Missão marcada pelo serviço e reconciliação
Ao longo de sua vida, o jesuíta exerceu diversos serviços pastorais. No entanto, um período foi decisivo para sua missão: os anos vividos em Paray-le-Monial, entre 1675 e 1676. Ali, atuou no acompanhamento espiritual, promoveu a reconciliação entre fiéis e religiosos, colaborou com obras sociais e dedicou-se intensamente ao ministério das confissões.
Foi nesse contexto que se tornou diretor espiritual de Santa Margarida Maria Alacoque, religiosa que relatava visões de Cristo convidando à devoção ao Seu Coração. Com profundo discernimento espiritual, Cláudio acolheu e confirmou essas experiências, tornando-se um dos grandes responsáveis pela difusão dessa devoção na Igreja.
Fidelidade até o fim
A partir de 1677, começaram a surgir os primeiros sinais da tuberculose, doença que acompanharia seus últimos anos de vida. São Cláudio faleceu em 15 de fevereiro de 1682, deixando um testemunho marcado pelo amor a Deus, zelo apostólico e total entrega ao próximo.
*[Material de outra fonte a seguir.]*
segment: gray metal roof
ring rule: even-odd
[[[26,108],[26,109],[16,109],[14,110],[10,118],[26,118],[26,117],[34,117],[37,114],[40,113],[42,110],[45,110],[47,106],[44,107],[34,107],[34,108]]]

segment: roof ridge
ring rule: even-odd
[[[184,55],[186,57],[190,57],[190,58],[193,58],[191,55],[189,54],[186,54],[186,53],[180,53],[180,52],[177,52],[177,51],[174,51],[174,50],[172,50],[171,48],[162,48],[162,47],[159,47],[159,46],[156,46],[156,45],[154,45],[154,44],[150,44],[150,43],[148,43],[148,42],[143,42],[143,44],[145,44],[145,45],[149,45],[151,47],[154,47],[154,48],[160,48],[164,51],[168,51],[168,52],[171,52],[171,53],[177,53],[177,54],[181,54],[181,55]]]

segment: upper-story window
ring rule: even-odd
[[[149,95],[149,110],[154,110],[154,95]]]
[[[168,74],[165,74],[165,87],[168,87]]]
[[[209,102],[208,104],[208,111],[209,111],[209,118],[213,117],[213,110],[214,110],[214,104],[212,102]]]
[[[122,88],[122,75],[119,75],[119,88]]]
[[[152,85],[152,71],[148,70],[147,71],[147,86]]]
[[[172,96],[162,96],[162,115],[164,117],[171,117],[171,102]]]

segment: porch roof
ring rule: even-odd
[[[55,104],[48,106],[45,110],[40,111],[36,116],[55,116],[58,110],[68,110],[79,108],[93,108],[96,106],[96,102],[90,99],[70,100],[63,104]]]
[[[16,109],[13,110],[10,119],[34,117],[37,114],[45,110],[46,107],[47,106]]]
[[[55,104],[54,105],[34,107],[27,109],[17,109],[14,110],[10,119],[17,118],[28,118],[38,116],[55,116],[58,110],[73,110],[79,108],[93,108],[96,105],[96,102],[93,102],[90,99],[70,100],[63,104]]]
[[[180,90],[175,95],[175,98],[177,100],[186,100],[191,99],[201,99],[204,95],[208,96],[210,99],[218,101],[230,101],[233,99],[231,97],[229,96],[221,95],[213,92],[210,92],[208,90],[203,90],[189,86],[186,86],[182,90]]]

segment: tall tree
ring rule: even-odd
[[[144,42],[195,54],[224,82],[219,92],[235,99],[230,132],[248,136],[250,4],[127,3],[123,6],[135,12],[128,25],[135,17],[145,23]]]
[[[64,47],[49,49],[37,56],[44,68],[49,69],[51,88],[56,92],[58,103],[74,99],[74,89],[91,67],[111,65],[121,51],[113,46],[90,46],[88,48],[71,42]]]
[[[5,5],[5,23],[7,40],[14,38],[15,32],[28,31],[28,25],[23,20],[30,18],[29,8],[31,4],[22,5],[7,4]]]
Seu testemunho foi reconhecido oficialmente pela Igreja: foi beatificado em 1929 pelo Papa Pio XI e canonizado em 1992 pelo Papa João Paulo II.
A memória de São Cláudio de la Colombière segue inspirando fiéis a viverem uma fé profunda, marcada pela confiança no amor misericordioso de Deus e pela dedicação ao serviço da Igreja.